Please post your thoughts in the Comments section.


Sluggo said...

5 years ago (when the oldest was 9 and the youngest was 3) it was inertia alone that kept us from filing the papers... so sad that it is no longer a no-brainer, since W.

Bobby Lightfoot said...

Canadian all the way- fewer dirty looks when they travel.

roncvex- to anger someone with an electric razor.

Derryl Murphy said...

A friend moved here from Texas when he was 9. He decided when he was approaching draft age (even though there was no draft) to become solely a Canucklehead. I do know that folks are less antagonistic towards us; even when I just lived in the US, I got bad vibes from some folk.

Mind you, I also got some of that from Americans because I was a Canadian.


Kevin Wolf said...

Had I the family connections or any other grounds to do so, I'd try for dual citizenship. If not, guess I'd "stay American."

Sometimes I think I'd kill for Irish or other citizenship if only to have more options.

qdygfe - OK, so Col. Muammar Qdygfe DID offer me citizenship in Libya but that one I turned down.

XTCfan said...

Given the combination, I'd see no particular advantage to American citizenship for my hypothetical son. The more I learn aboot Canada, the more I like it ... given the U.S.'s religious and political leanings, and the trend of global warming, the Great White North is looking better all the time.

Plus, we in the U.S. have to worry about bbufshfw

Matt said...

Is this a trick question?

helmut said...

I, an American, wish to live in France again. My wife, who is French, prefers to stay in the US. Dual citizenship makes it possible for us to choose our mess.

I say always go for multiple citizenship. As many as you can.

Devil's Rancher said...

You know, I would have preferred "Neddisphere."

drkvxe-- those who inhabit the demimonde of the Neddisphere.

(Canadian citizenship should do just fine.)

momula said...

This "choice" makes me uneasy. I feel like you should just go with what you're born with, like blue eyes or red hair or a crooked nose.
On the other hand, I've heard that US colleges are better than Canadian colleges, and if you're talking about becoming an "international" student, maybe it all comes down to the dineros.

jrfcapyb - the disguise you wear to pass as a Canadian

Campaspe said...

If a devout lurker may offer an opinion, here is mine.

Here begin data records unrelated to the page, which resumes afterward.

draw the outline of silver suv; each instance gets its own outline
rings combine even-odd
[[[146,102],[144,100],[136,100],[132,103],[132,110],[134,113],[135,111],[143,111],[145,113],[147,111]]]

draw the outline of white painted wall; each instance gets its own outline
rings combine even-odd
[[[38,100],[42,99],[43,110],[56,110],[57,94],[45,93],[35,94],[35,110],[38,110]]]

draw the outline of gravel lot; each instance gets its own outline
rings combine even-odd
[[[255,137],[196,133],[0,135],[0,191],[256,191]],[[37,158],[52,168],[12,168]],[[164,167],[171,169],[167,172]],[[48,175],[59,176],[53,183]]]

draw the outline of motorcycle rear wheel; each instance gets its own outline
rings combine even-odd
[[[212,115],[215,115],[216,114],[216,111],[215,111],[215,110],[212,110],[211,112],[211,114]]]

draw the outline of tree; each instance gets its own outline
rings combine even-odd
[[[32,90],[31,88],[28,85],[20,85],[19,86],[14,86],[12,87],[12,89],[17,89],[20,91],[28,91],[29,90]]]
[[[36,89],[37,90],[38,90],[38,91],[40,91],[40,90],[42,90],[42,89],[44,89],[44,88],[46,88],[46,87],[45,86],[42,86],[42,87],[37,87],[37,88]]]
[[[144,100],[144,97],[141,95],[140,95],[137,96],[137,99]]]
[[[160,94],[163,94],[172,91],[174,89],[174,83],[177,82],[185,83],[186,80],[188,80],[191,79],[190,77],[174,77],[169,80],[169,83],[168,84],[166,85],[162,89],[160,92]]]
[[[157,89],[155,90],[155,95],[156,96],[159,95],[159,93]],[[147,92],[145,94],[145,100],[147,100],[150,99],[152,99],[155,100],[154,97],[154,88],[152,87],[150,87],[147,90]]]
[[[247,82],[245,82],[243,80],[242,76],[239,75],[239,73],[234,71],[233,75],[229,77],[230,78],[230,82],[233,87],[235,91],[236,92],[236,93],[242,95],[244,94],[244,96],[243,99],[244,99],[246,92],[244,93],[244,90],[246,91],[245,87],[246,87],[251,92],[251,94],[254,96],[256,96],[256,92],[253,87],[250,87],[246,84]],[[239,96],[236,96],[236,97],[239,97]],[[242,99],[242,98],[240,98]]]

Your friend should get as many sets of papers as possible. (Ours are American and French; we are living in Canada at the moment.) If there should be a U.S. draft, it should be possible to avoid it well before he comes of age, if you have the proper permissions to up & move to Canada. Mr. Lightfoot's point can be addressed by traveling on the Canadian passport. And as Momula says, the child might benefit from American citizenship even if he is living in Canada, should he want to attend a U.S. university.

Mr. Bush will not be president forever. It only seems that way.